In the Brotherhood's view these and other court cases filed by their opponents are an attempt to thwart their ascendance to power through the ballot box. But the petition to dissolve the group is more existential.
“How can someone question our legitimacy and existence when we've existed for 85 years?” said an angry Mahdi Akef. “This is unacceptable. We will remain, as we are, no matter what.”
Al-Banna founded the Muslim Brotherhood four years after the collapse of the Islamic Caliphate. The 1923 constitution placed no restrictions on the formation of political parties and civil society groups. In 1948 the government issued a decree to dissolve the group. The Muslim Brotherhood appealed and in 1951 an administrative court ruled the group was in full compliance with the civil society law of 1945.
Two years after the 1952 Revolution the military junta dissolved the Brotherhood again, clamping down on its leaders, some of whom were executed, others sentenced to life in prison. The group was forced underground until Gamal Abdel-Nasser was succeeded by Anwar Al-Sadat. In 1977 the group's then supreme guide Omar Al-Telmisani contested the military decree dissolving the Brotherhood. The case was never resolved. The group continued to exist and function as a political force that the state tolerated but refused to recognise.
Following Hosni Mubarak's ouster the Brotherhood entered into negotiations with the Supreme Council of the Armed Forces (SCAF). Like everyone else, SCAF's generals recognised that the Brotherhood was Egypt's primary political force, the only group to command a popular, grassroots base. The Brotherhood's size, history and influence left no room for debate about its legal status. Only after the group's ascendance, and the intensity of the political conflict between it and the opposition, was a case filed questioning the Brotherhood's legal status.
The paradox is that the first case concerning the group's legality since Al-Telmisani's 1977 appeal is happening under a president who hails from the Brotherhood.
“The head of the regime was removed but the body is still intact and it's resisting the Brotherhood in power,” says Mohamed Soffar, a political science professor at Cairo University who specialises in Islamic groups.
This might explain the legal battle, but it doesn't mean that a court decision will threaten the group's existence or that being incorporated as a legal NGO is its salvation.
Since the revolution the Brotherhood has undergone many changes, not least the formation of a political party and securing the nation's top job for one of its members.
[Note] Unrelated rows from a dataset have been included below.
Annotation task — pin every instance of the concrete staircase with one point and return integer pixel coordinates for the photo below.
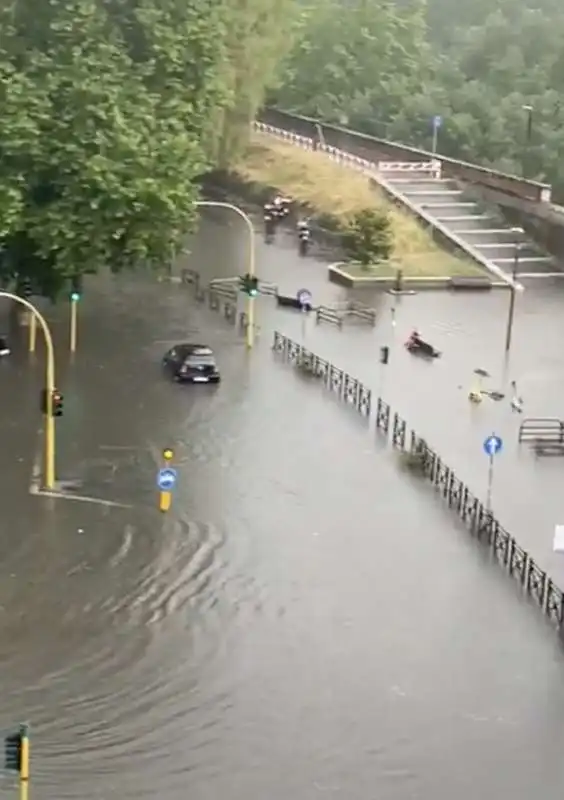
(450, 204)
(447, 206)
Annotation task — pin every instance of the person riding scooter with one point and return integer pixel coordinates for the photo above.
(269, 218)
(304, 236)
(281, 207)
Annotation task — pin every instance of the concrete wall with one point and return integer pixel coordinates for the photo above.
(374, 149)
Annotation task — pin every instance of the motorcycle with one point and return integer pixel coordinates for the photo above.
(304, 242)
(421, 348)
(269, 228)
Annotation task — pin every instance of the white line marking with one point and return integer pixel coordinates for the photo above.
(78, 497)
(118, 447)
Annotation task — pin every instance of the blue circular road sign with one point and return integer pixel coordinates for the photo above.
(166, 479)
(304, 297)
(492, 445)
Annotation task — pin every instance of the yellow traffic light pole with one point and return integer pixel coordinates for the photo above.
(74, 324)
(24, 765)
(32, 333)
(250, 337)
(50, 386)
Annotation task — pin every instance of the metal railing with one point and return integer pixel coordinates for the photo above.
(479, 520)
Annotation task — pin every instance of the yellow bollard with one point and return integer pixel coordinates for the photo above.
(24, 762)
(165, 501)
(32, 333)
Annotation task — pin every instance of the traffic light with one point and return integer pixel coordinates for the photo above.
(249, 285)
(13, 752)
(76, 288)
(56, 403)
(26, 289)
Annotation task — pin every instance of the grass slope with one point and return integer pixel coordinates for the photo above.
(312, 179)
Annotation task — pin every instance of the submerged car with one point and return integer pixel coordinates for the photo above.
(192, 363)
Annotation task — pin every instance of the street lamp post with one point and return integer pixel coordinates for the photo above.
(250, 332)
(513, 292)
(50, 386)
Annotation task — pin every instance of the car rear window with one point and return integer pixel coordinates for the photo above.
(198, 361)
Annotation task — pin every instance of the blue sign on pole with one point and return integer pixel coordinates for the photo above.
(492, 445)
(166, 479)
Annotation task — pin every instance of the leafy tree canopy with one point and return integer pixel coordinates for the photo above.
(368, 238)
(111, 110)
(478, 66)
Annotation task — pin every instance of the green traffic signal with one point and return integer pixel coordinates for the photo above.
(76, 288)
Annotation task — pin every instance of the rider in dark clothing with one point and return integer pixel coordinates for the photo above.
(269, 216)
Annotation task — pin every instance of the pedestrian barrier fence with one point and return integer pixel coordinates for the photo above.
(544, 430)
(433, 168)
(328, 314)
(415, 450)
(479, 520)
(347, 388)
(269, 289)
(291, 301)
(361, 312)
(220, 296)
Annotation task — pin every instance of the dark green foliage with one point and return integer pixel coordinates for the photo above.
(368, 238)
(111, 109)
(388, 68)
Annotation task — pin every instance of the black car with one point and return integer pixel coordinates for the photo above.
(192, 363)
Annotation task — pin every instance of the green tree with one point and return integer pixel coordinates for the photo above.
(368, 238)
(355, 62)
(103, 167)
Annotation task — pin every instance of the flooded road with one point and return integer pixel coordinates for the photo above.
(307, 621)
(469, 329)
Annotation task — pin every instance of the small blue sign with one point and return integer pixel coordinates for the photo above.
(166, 479)
(492, 445)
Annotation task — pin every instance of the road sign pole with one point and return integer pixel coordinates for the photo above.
(165, 500)
(166, 480)
(492, 446)
(490, 483)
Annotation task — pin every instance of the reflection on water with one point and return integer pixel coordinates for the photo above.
(306, 620)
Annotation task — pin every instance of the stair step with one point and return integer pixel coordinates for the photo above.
(464, 218)
(429, 193)
(426, 178)
(500, 245)
(449, 205)
(523, 259)
(484, 230)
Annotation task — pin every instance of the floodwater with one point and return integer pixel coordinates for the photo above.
(469, 330)
(307, 620)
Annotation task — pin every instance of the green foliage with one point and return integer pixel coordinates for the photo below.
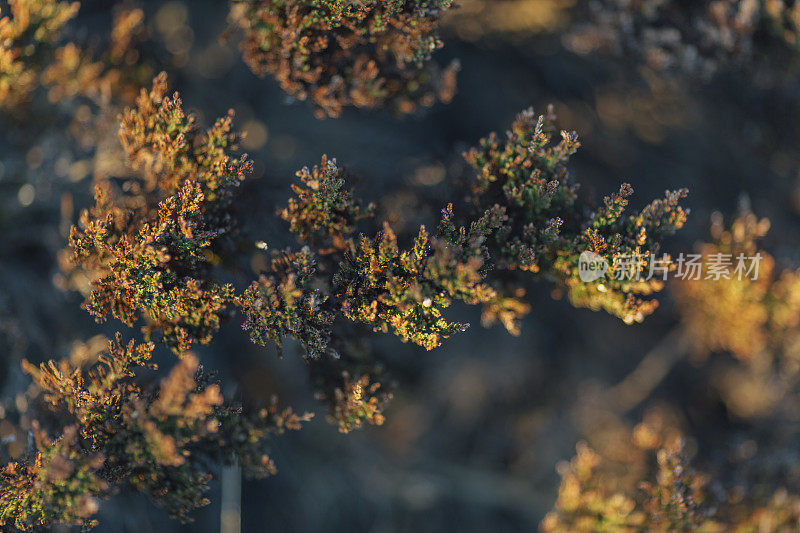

The widely held view is that the Freedom and Justice Party enjoys no independence from the Brotherhood and is effectively run by the Guidance Bureau which also influences the president. The group's status is bound to affect both.
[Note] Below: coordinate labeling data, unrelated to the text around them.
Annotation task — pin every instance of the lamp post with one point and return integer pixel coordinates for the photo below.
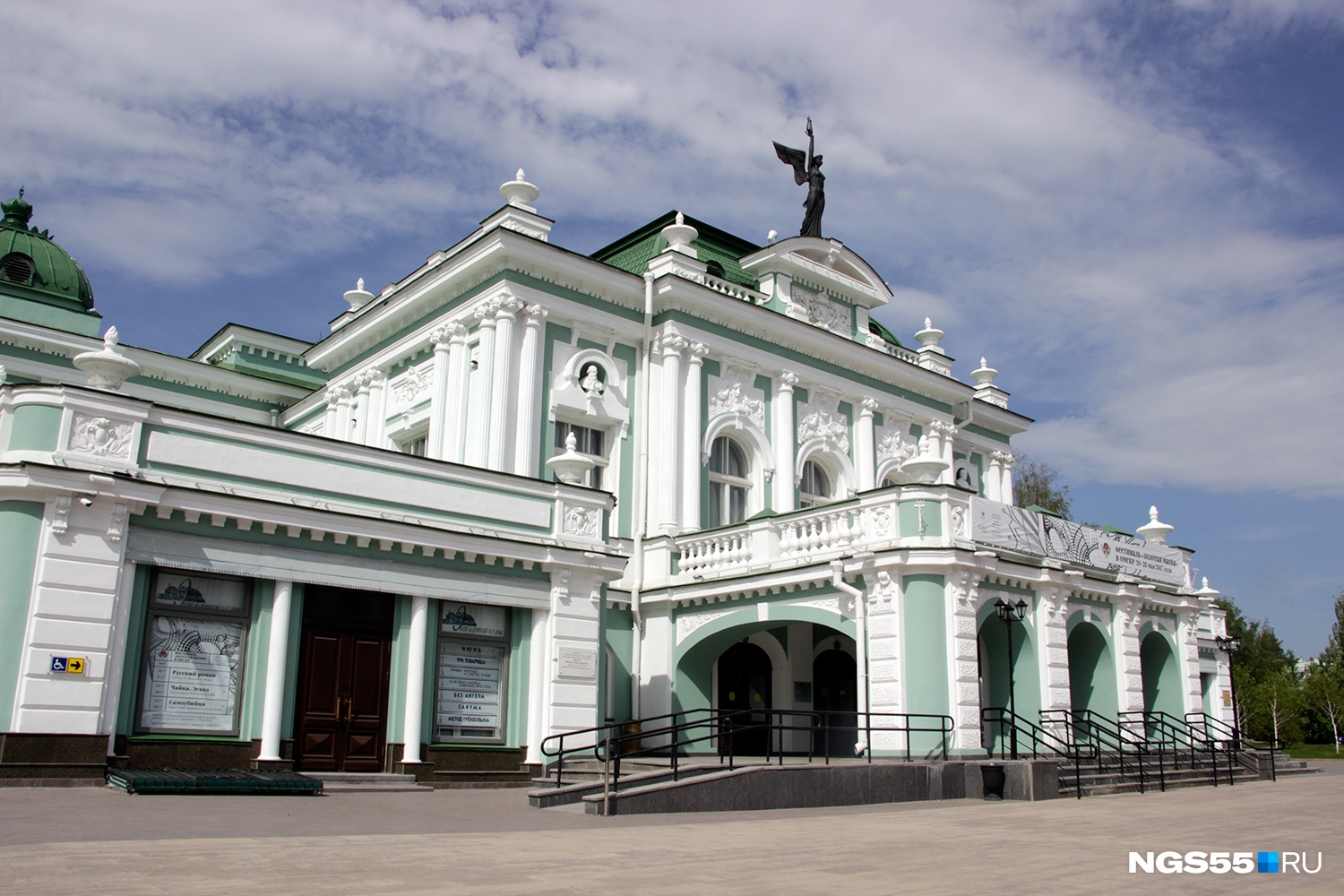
(1010, 611)
(1230, 646)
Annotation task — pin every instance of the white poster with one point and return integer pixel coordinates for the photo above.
(470, 688)
(1053, 536)
(191, 676)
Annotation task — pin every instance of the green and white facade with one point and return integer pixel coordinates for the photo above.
(355, 555)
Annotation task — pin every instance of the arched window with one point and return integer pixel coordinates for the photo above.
(814, 487)
(728, 482)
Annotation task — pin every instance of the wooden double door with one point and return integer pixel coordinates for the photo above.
(344, 668)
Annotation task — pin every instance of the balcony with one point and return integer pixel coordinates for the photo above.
(921, 516)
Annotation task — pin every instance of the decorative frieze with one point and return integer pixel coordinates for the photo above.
(736, 392)
(99, 437)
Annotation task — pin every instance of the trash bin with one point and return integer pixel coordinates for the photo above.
(626, 729)
(994, 778)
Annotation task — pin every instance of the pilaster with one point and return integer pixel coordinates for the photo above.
(782, 441)
(691, 437)
(526, 447)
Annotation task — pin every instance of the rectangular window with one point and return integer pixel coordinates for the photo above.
(195, 643)
(472, 673)
(416, 446)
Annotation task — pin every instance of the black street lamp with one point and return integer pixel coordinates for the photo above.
(1230, 646)
(1010, 611)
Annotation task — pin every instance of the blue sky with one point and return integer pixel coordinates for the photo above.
(1132, 209)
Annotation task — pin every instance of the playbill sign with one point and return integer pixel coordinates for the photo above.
(1053, 536)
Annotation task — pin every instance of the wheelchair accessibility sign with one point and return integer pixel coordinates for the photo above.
(69, 665)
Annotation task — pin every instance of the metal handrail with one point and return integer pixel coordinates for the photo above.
(1040, 739)
(1107, 737)
(688, 727)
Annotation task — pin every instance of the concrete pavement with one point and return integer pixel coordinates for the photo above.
(489, 841)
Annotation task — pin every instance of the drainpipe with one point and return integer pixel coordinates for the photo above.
(642, 501)
(860, 645)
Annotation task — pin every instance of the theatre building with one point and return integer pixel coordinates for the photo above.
(523, 492)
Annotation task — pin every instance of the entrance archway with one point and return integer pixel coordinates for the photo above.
(1091, 672)
(745, 673)
(836, 697)
(1161, 677)
(994, 672)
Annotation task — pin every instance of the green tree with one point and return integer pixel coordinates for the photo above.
(1333, 654)
(1322, 691)
(1038, 482)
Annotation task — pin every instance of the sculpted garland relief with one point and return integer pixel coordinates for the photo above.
(736, 392)
(99, 435)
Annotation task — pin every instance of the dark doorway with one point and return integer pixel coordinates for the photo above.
(344, 659)
(745, 685)
(836, 697)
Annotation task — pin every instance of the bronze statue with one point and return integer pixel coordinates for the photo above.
(806, 168)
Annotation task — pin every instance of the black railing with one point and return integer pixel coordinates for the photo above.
(1042, 740)
(1116, 748)
(676, 734)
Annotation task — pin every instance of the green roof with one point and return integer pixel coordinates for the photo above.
(32, 266)
(718, 249)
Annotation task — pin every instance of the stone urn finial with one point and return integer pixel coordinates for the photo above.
(359, 297)
(572, 466)
(521, 194)
(1155, 530)
(108, 368)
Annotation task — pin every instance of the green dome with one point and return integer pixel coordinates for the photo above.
(32, 266)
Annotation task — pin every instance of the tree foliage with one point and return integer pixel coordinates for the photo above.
(1038, 482)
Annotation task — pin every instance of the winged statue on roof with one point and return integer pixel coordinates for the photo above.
(806, 169)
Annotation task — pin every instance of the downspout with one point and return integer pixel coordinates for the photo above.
(860, 646)
(642, 501)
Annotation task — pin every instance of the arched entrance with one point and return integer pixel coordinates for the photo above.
(1161, 677)
(994, 659)
(836, 699)
(1091, 672)
(745, 684)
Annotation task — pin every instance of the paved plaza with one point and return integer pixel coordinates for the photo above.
(489, 841)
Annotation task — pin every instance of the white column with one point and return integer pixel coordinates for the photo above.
(526, 449)
(416, 680)
(537, 700)
(375, 421)
(994, 477)
(693, 437)
(344, 413)
(866, 447)
(669, 470)
(502, 383)
(330, 426)
(1129, 675)
(1053, 648)
(438, 397)
(784, 437)
(360, 409)
(456, 406)
(481, 401)
(277, 650)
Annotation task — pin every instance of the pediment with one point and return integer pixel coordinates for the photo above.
(825, 265)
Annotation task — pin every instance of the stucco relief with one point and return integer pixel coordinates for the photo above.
(99, 435)
(581, 521)
(817, 309)
(410, 386)
(736, 392)
(828, 427)
(688, 622)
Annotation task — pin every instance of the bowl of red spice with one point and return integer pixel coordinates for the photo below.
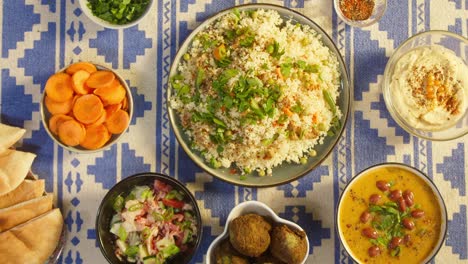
(360, 13)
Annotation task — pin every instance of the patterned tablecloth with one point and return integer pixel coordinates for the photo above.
(40, 37)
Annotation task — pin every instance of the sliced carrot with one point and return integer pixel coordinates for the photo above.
(78, 82)
(96, 137)
(219, 52)
(88, 108)
(112, 94)
(56, 120)
(125, 103)
(100, 120)
(100, 79)
(71, 133)
(287, 111)
(59, 87)
(117, 122)
(111, 109)
(58, 107)
(82, 65)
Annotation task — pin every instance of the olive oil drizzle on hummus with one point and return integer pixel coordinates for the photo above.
(435, 86)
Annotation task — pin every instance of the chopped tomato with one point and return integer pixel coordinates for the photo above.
(173, 203)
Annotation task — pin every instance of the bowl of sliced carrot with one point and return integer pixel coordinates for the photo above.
(86, 107)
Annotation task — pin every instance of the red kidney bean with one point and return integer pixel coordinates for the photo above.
(418, 213)
(395, 242)
(374, 251)
(408, 223)
(365, 216)
(395, 195)
(401, 204)
(370, 233)
(374, 198)
(383, 185)
(407, 240)
(409, 197)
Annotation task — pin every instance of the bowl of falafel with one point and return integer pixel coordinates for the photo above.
(255, 234)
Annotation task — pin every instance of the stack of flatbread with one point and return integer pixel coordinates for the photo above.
(29, 227)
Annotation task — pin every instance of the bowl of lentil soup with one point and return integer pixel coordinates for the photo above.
(391, 213)
(243, 91)
(360, 13)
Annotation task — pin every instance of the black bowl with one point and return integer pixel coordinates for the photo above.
(105, 212)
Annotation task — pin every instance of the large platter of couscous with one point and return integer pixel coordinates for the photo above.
(258, 95)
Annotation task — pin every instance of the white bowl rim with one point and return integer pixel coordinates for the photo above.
(42, 110)
(257, 208)
(107, 24)
(387, 98)
(420, 174)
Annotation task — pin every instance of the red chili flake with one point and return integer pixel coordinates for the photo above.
(357, 9)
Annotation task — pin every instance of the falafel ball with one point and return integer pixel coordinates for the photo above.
(226, 254)
(267, 258)
(288, 245)
(249, 234)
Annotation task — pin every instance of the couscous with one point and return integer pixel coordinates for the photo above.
(255, 90)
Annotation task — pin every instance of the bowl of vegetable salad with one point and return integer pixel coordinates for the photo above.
(149, 218)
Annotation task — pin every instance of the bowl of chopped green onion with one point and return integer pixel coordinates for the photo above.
(116, 14)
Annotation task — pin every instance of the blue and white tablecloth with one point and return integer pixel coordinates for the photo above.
(38, 37)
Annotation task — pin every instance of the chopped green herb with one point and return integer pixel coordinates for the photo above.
(118, 203)
(131, 251)
(200, 78)
(118, 12)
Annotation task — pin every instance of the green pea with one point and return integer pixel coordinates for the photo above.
(270, 49)
(312, 153)
(322, 127)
For most of its 85 years the Brotherhood was forced to operate in secret. Its structures, administration and mindset have all been conditioned by the experience. But what now that it is no longer an underground group?
Nobody seems to know how the old organisation will develop. Soffar suggests that the amount of opposition and hostility directed at the Brotherhood which, contrary to its past experience, isn't from above but from below, could act to reinforce the group's unity. Equally, though, should the group remain too rigid, it can all too easily snap as the winds of change blow.